Breast cancer is genetically heterogeneous, and recent studies have underlined a prominent contribution of epigenetics to the development of this disease. To uncover new synthetic lethalities with known breast cancer oncogenes, we screened an epigenome-focused short hairpin RNA library on a panel of engineered breast epithelial cell lines. Here we report a selective interaction between the NOTCH1 signaling pathway and the SUMOylation cascade. Knockdown of the E2-conjugating enzyme UBC9 (UBE2I) as well as inhibition of the E1-activating complex SAE1/UBA2 using ginkgolic acid impairs the growth of NOTCH1-activated breast epithelial cells.

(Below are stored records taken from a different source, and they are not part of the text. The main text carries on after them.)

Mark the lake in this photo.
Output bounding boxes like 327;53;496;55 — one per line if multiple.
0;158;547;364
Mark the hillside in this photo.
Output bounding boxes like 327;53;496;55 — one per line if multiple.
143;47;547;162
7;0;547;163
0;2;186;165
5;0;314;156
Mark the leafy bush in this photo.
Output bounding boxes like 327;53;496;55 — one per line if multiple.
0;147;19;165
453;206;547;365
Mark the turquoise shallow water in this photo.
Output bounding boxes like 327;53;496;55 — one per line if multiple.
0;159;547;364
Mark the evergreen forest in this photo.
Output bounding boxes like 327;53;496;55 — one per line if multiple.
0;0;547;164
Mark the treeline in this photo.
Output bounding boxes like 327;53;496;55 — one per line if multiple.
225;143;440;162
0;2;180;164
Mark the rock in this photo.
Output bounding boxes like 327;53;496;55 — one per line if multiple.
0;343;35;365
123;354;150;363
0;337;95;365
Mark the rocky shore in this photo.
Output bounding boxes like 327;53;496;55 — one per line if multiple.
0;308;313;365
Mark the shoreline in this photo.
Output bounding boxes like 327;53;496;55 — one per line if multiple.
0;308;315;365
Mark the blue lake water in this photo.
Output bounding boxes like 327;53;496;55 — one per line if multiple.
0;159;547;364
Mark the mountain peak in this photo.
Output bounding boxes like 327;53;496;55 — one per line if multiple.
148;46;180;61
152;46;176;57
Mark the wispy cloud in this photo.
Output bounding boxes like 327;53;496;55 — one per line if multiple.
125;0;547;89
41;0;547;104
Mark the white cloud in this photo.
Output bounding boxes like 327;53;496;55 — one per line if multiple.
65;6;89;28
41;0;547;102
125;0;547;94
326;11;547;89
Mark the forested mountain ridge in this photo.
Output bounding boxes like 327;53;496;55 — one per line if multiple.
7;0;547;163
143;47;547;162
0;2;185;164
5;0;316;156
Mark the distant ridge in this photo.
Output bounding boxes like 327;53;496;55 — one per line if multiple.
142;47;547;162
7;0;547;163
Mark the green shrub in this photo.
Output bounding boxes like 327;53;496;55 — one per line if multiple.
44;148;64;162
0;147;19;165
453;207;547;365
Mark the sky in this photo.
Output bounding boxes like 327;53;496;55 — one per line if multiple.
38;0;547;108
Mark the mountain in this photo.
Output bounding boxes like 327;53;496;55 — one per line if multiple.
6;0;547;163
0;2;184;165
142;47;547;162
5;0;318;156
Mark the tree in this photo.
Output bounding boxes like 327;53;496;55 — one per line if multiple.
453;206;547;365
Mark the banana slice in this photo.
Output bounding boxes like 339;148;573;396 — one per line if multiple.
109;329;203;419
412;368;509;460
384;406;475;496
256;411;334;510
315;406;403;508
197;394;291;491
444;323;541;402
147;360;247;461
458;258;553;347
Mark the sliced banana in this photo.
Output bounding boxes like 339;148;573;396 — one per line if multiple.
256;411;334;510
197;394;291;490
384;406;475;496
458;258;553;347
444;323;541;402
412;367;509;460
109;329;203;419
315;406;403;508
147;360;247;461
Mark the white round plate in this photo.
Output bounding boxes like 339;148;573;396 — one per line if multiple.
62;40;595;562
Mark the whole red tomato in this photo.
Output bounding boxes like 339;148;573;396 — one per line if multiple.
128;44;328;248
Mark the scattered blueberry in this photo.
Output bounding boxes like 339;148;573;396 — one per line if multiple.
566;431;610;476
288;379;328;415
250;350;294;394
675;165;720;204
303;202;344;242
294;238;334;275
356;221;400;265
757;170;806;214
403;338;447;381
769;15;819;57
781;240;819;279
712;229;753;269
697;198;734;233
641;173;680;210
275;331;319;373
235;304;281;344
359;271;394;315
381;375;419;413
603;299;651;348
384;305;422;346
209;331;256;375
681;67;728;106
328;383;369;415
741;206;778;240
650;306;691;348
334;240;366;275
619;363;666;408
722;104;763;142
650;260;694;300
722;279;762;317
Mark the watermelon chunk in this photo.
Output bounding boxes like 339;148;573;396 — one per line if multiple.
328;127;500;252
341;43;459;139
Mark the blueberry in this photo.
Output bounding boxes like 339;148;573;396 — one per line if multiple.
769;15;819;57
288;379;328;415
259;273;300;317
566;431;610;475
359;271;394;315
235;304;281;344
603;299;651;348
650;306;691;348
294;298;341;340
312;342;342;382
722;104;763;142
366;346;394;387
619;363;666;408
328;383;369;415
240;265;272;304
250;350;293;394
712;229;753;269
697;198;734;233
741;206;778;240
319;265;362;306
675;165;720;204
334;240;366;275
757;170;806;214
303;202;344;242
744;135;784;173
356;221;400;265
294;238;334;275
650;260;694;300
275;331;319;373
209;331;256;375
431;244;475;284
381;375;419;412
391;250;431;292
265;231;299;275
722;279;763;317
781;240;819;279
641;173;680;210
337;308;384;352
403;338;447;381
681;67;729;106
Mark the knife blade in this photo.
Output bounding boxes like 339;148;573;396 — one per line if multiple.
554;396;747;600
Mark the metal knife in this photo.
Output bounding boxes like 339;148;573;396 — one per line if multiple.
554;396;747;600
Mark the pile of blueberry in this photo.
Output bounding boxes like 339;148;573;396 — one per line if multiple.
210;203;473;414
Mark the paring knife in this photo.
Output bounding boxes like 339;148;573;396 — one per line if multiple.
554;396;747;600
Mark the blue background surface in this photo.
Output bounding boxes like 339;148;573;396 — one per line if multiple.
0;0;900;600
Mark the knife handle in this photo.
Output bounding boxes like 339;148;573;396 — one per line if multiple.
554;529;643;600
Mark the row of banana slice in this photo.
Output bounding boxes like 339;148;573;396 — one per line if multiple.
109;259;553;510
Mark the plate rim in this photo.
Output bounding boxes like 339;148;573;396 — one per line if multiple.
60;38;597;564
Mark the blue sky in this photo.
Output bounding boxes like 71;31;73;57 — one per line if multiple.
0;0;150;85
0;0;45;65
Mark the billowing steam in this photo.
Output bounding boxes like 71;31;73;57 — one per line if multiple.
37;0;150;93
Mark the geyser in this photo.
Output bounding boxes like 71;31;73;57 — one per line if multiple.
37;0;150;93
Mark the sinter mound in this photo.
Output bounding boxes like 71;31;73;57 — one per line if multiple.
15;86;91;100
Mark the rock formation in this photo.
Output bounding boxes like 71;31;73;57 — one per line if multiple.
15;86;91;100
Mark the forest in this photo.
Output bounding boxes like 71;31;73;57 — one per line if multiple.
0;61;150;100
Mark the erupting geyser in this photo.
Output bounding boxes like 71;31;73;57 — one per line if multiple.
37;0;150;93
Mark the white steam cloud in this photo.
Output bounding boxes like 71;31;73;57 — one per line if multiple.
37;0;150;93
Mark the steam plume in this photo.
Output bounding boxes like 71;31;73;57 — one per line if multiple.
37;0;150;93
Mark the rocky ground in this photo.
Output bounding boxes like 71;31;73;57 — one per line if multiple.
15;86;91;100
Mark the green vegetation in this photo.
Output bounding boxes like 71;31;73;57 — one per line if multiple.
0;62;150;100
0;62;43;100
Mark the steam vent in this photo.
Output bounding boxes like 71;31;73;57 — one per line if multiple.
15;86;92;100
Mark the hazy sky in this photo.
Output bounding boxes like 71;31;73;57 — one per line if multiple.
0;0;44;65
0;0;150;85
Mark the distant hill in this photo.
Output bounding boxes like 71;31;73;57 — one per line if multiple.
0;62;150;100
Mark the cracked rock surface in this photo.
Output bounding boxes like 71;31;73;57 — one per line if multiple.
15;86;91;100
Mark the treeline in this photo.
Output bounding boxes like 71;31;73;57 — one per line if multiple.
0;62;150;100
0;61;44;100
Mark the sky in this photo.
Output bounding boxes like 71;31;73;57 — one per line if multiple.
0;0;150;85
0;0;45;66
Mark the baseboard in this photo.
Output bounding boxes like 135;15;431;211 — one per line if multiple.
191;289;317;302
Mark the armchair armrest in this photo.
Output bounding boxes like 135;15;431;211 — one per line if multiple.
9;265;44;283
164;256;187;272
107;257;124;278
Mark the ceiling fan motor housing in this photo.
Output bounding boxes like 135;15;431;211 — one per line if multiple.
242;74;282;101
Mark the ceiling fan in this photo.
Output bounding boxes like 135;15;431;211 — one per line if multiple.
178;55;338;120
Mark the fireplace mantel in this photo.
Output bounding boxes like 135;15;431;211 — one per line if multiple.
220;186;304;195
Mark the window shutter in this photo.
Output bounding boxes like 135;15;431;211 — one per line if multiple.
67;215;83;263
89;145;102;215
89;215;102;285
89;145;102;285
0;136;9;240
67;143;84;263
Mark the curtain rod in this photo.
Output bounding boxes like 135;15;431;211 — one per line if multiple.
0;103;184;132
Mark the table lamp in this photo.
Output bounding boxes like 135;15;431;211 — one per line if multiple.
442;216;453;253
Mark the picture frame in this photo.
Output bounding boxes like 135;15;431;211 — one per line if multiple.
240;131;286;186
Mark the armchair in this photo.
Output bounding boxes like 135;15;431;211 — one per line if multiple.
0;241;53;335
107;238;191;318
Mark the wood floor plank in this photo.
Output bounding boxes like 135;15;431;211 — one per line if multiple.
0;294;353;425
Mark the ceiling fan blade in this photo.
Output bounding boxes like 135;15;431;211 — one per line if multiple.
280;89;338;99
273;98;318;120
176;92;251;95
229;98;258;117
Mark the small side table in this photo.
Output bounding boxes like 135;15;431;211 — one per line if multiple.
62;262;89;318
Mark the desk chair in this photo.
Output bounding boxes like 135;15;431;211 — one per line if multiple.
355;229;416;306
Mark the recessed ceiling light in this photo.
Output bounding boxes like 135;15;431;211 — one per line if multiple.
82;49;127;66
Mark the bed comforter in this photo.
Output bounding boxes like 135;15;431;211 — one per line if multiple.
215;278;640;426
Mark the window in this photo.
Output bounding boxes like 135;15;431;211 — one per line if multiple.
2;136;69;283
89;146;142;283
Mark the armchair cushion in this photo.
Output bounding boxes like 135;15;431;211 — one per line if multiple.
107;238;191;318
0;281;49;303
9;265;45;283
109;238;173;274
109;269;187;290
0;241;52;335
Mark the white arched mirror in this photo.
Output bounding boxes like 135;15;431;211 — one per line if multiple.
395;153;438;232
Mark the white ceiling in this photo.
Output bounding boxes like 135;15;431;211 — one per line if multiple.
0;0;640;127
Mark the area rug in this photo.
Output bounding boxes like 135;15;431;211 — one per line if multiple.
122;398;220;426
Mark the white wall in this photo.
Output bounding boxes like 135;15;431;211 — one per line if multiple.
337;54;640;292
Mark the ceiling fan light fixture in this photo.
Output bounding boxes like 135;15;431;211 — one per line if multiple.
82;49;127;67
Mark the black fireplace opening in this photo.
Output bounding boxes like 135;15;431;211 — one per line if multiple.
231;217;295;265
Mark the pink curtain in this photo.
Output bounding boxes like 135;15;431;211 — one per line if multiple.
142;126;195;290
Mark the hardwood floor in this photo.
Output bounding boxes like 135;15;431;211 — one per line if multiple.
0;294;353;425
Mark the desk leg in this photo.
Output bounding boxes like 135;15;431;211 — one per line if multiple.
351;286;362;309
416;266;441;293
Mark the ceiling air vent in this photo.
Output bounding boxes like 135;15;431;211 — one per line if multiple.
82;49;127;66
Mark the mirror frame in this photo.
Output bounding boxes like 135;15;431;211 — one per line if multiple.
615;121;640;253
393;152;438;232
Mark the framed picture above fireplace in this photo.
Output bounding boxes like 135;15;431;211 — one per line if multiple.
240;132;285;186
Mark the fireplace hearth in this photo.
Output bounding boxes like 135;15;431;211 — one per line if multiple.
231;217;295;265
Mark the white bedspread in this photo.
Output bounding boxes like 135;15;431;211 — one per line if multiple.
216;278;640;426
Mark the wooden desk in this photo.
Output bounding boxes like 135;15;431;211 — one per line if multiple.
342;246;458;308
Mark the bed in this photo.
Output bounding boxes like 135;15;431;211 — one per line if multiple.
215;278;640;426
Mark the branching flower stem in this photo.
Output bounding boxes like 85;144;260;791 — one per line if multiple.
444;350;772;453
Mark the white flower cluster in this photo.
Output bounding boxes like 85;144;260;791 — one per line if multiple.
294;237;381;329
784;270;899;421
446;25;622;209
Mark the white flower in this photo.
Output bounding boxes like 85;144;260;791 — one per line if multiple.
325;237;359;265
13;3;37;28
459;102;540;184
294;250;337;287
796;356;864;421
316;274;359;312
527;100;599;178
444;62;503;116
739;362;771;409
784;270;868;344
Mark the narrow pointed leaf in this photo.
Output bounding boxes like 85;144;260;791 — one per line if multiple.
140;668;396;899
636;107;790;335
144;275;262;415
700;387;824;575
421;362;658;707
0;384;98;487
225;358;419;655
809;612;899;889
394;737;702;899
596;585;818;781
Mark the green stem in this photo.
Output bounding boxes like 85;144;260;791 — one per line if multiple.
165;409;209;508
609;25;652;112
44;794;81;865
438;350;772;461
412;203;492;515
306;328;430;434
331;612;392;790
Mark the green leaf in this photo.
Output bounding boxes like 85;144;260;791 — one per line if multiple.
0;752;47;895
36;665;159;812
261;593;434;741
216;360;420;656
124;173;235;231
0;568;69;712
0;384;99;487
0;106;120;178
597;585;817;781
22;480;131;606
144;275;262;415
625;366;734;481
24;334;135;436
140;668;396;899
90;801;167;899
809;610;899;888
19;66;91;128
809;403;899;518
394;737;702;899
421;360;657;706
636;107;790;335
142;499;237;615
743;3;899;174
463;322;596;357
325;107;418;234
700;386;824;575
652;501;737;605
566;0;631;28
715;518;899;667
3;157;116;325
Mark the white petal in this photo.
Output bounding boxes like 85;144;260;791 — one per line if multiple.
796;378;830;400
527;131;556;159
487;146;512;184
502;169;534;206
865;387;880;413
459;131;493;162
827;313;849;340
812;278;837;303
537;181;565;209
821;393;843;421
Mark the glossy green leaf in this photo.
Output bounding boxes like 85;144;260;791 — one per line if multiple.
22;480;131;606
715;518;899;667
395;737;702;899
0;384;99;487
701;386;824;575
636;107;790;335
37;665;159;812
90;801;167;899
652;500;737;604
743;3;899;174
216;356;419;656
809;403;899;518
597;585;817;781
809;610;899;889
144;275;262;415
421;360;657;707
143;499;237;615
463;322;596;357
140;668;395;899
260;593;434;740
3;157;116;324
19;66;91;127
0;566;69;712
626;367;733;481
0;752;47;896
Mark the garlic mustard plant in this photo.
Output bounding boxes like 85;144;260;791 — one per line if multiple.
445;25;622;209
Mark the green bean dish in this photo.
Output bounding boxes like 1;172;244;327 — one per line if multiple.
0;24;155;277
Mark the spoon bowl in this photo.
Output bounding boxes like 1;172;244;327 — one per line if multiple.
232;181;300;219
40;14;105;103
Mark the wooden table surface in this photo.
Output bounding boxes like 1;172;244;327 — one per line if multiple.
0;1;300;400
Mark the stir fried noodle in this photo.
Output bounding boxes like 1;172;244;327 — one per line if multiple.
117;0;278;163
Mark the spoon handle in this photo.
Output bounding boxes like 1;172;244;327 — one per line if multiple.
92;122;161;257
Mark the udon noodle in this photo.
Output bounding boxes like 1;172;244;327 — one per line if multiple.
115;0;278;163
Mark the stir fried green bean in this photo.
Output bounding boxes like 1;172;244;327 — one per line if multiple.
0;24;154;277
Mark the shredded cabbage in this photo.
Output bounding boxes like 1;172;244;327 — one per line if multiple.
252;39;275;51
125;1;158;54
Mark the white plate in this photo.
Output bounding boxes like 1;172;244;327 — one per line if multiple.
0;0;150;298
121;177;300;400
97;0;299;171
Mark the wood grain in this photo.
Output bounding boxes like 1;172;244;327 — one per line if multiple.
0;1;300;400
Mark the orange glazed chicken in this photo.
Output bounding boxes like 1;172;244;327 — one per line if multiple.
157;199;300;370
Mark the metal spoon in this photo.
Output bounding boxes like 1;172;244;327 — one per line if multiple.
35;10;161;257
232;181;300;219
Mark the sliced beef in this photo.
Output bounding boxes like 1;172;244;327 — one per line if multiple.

We show that upon inhibition of SUMOylation NOTCH1-activated cells proceed slower through the cell cycle and ultimately enter apoptosis. Mechanistically, activation of NOTCH1 signaling depletes the pool of unconjugated small ubiquitin-like modifier 1 (SUMO1) and SUMO2/3 leading to increased sensitivity to perturbation of the SUMOylation cascade. Depletion of unconjugated SUMO correlates with sensitivity to inhibition of SUMOylation also in patient-derived breast cancer cell lines with constitutive NOTCH pathway activation. Our investigation suggests that SUMOylation cascade inhibitors should be further explored as targeted treatment for NOTCH-driven breast cancer.